Day 01: scaffolding and the plan

Date: 2026-06-16 · Week 1 · Phase 0 Foundations

What I added today

Repo skeleton for nanoserve: package layout under src/nanoserve/, the 100-day plan in docs/PLAN.md, the system design in docs/ARCHITECTURE.md, and three diagrams in docs/diagrams/. Every module is a stub that names the week it gets implemented.

Why it matters

Setting the done line before writing a single forward pass is the whole game. v1 stops at a correct, batched, served engine running Llama-3.2-1B. Speculative decoding and tensor parallelism are explicitly out, they are the v2 teaser. The structure exists so the daily work is “fill in the next stub,” never “what do I do today.”

What I learned

The hard part of an inference engine is not the transformer, it is the memory and the scheduling.
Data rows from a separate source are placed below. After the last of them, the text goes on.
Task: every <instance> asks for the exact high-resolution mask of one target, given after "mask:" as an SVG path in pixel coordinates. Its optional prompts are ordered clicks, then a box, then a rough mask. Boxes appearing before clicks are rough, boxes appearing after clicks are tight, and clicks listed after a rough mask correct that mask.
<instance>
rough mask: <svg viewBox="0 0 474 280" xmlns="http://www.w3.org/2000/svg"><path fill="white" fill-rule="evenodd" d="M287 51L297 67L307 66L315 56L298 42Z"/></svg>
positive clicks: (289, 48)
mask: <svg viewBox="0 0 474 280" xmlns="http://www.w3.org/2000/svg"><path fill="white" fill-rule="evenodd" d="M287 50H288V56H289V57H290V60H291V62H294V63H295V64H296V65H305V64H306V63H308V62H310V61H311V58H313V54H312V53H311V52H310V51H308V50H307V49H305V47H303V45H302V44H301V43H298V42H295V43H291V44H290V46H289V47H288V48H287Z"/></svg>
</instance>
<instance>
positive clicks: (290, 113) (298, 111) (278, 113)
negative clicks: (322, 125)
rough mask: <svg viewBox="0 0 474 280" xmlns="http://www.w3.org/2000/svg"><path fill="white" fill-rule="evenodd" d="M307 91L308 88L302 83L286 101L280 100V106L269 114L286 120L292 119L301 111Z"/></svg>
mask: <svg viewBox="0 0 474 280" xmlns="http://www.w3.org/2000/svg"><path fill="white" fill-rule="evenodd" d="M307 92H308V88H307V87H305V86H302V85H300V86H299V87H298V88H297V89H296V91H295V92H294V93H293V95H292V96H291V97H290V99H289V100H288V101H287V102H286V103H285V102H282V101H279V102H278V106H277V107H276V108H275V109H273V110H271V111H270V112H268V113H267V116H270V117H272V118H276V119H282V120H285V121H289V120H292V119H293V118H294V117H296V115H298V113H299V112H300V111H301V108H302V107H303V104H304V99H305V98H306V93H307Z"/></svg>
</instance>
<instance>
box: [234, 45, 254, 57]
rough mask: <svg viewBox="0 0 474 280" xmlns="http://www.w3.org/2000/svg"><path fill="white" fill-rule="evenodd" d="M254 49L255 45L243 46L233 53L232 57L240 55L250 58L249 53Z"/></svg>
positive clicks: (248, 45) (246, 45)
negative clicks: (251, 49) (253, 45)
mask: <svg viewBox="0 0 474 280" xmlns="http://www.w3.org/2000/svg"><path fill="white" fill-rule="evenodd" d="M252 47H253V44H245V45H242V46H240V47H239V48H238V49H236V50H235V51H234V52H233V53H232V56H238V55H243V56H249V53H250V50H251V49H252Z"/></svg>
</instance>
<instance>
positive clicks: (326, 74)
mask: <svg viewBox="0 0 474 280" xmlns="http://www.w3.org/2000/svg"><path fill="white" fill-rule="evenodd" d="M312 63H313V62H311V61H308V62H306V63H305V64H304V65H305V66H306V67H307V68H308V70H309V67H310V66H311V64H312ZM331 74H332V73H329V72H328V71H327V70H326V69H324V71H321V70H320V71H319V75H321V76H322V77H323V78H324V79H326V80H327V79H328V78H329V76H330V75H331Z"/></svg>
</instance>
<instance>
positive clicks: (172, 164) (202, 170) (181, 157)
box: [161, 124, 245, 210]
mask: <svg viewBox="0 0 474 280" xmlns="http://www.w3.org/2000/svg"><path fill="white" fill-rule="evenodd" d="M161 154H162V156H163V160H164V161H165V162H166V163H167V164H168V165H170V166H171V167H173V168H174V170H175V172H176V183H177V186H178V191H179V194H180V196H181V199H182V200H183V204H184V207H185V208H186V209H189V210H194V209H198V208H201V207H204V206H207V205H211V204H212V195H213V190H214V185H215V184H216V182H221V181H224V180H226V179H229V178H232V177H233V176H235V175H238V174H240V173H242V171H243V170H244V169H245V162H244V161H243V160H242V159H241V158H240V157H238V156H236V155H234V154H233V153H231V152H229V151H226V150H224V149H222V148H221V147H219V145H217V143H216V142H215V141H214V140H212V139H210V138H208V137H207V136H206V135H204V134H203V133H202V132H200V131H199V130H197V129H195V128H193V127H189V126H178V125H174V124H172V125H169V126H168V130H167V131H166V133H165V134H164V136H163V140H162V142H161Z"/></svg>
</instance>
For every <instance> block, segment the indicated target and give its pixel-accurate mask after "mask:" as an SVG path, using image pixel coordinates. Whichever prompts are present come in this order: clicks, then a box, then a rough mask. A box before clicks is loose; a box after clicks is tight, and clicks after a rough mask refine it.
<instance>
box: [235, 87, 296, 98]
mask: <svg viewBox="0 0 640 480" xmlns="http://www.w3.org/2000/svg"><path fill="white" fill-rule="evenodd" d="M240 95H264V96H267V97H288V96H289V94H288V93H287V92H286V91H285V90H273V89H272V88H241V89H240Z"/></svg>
The architecture doc already makes that clear: layers and model are standard, the two ideas that earn the name “engine” are the paged KV cache and continuous batching. Naming that on Day 1 sets the right focus for the next 14 weeks.

Diagram

architecture-overview.svg — the life of a request.

Tomorrow

Week 1 menu: download Llama-3.2-1B, inspect config.json, fill in config.py, start the safetensors name mapping in loader.py.

Post angle: I am building an AI inference engine from scratch in 100 days. Not a wrapper, the actual thing: paged KV cache, continuous batching, a Triton kernel. Day 1 is the map. Here is what the next 100 days build and why.